Elle acquiesça en détournant le regard et il sentit son cœur se tordre dans sa poitrine. Il savait qu'une guerre faisait rage chez les sorciers et que les gens comme Lily – et sa famille avec – étaient des cibles privilégiées. Et il savait que si elle ne criait pas, ne l'insultait pas et ne refusait pas de lui parler en ce moment, c'est parce qu'elle avait été confrontée bien trop jeune à la précarité de la vie et vivait continuellement dans la peur que ce soit leur dernière conversation.

Il aurait tellement voulu la protéger de tout ça et ne parvenait qu'à rajouter à son fardeau.

« Moi aussi je t'aime papa, » soupira-t-elle enfin.

Evan se dit qu'il avait encore beaucoup de boulot devant lui avant de redevenir le père parfait qu'elle avait un jour vu en lui…

oOoOoOoOoOo

« Et vous voulez me faire croire que vous êtes passé par hasard devant ma classe à l'exact moment où je faisais exploser l'un de mes bancs ? » Lévina se tenait devant lui, les mains sur les hanches, l'air très en colère. « Et que ça n'a pas piqué votre curiosité légendaire au vif ? »

Touché. « Heu… » Sirius grimaça. Elle faisait toujours ça. L'attraper en l'emmêlant dans le non-sens de ses excuses. C'était insupportable chez elle, cette manie à toujours deviner ses mensonges.
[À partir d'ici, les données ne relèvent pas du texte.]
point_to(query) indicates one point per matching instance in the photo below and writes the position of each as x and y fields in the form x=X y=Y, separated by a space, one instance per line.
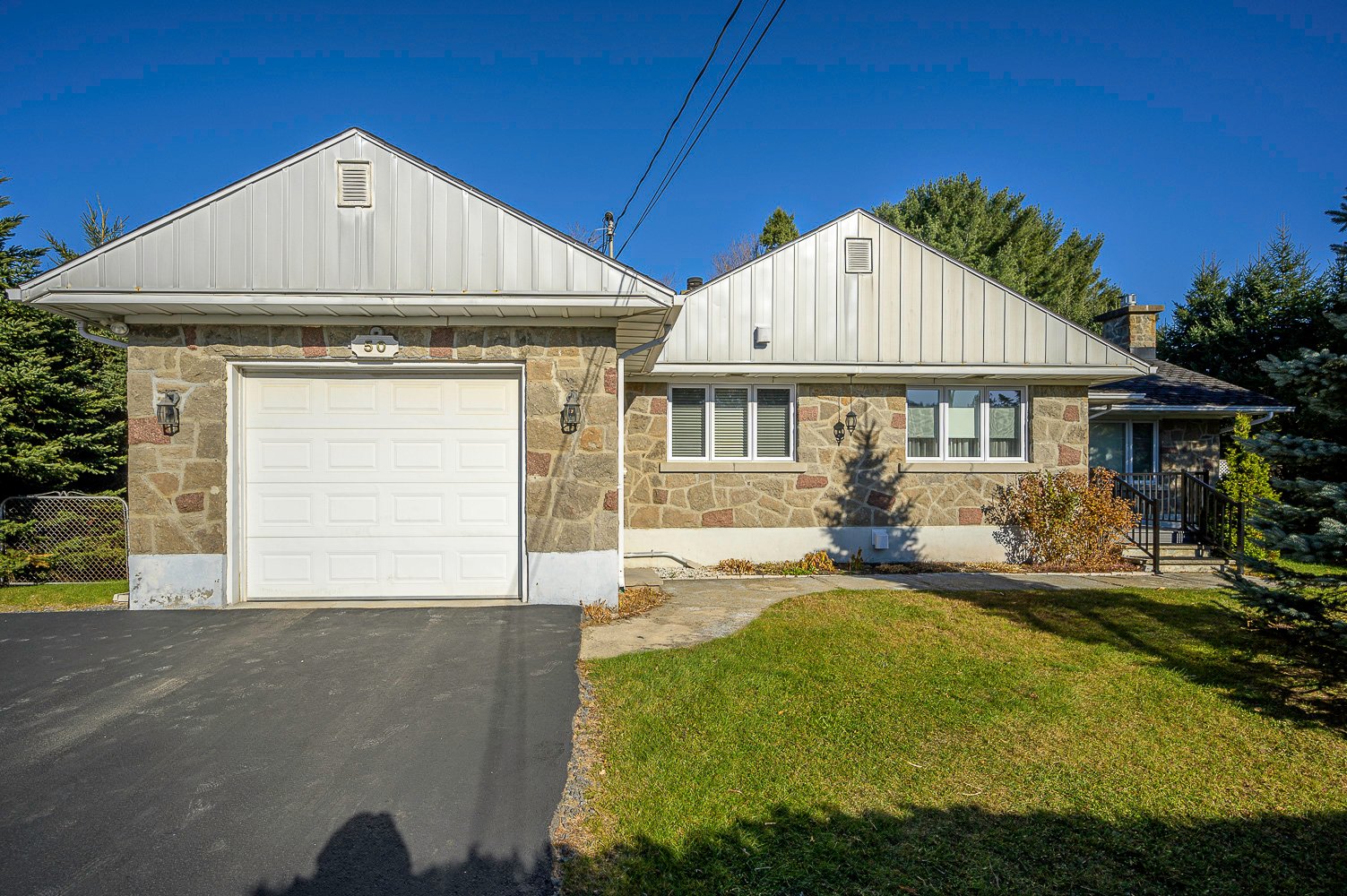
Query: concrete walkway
x=702 y=609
Comment était-il censé ne plus être puni si elle démolissait ses excuses bidons à chaque fois ? Puis, une idée lui vint en tête. « Vous allez me donner une retenue ? » demanda-t-il, plein d'espoir.
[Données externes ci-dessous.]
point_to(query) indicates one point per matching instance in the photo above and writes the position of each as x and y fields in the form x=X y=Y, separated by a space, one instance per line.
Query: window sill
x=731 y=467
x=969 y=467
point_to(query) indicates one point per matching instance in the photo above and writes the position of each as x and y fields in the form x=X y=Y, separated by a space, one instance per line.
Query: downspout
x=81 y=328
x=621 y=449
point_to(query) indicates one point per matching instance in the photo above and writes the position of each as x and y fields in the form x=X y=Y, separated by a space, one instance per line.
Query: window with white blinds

Les bras tombèrent le long de son corps et pour une fois dans sa vie, Lévina se retrouva sans voix. « Pourquoi demandez-vous ça d'un ton plein d'espoir ? » questionna-t-elle en retour en plissant les yeux. « Vous êtes au courant que les retenues sont censées vous punir, pas vous amuser ? »

Sirius sourit. Il adorait ça aussi chez elle. Elle était capable en une seconde de passer de la fureur totale à l'étonnement en oubliant complètement de passer par la case punition. « C'est-à-dire que… je m'ennuie un peu en ce moment… »
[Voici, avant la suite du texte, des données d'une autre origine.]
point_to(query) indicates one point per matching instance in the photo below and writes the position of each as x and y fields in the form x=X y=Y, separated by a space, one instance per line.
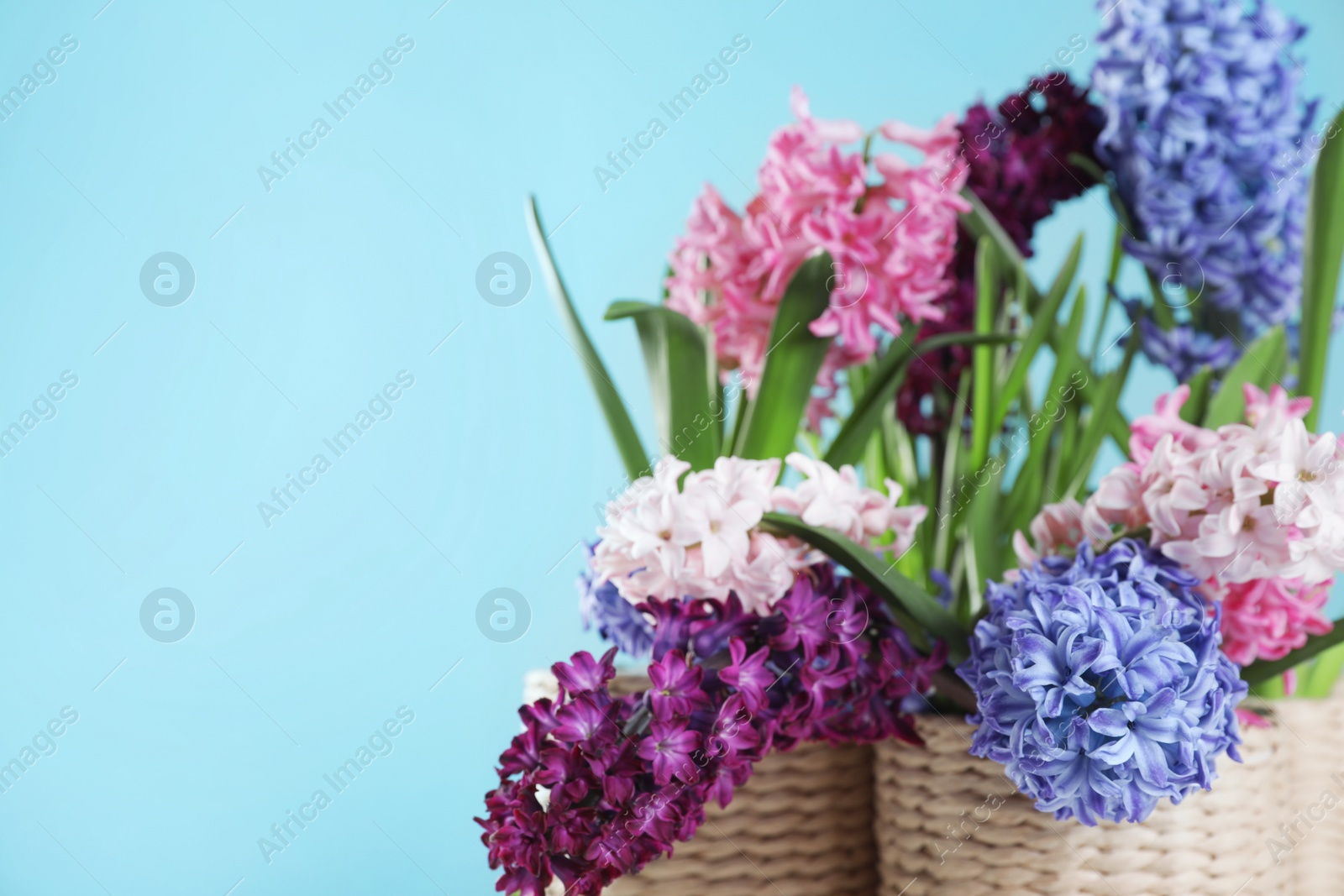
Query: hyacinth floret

Elle fronça les sourcils. « Vous vous ennuyez Black ? » Puis elle secoua la tête, attrapa un arrosoir vert qui était posé sur son bureau et que Sirius n'avait pas remarqué plus tôt, et se mit à faire tomber l'eau sur un tas de cendres. « Vos amis ne sont pas restés avec vous ? »

Il secoua la tête. « Je suis seul – dans le dortoir, dans la salle commune, partout. Et c'est un peu… ennuyant. » Il répéta le mot – et cela l'énerva. Parce qu'il aurait voulu donné l'impression d'être quelqu'un d'occupé. « Les fêtes de familles, c'est pas trop mon truc. »

Une fois l'arrosoir reposé, les cendres se mirent à redevenir brunes et peu à peu, une chaise poussa sous le regard étonné de Sirius. « Moi non plus, » confia-t-elle, les yeux dans le vide un instant. « Vous auriez dû me le dire avant, que vous n'aviez rien à faire pendant les vacances. »

« … Pardon ? » Il avait sans doute mal entendu.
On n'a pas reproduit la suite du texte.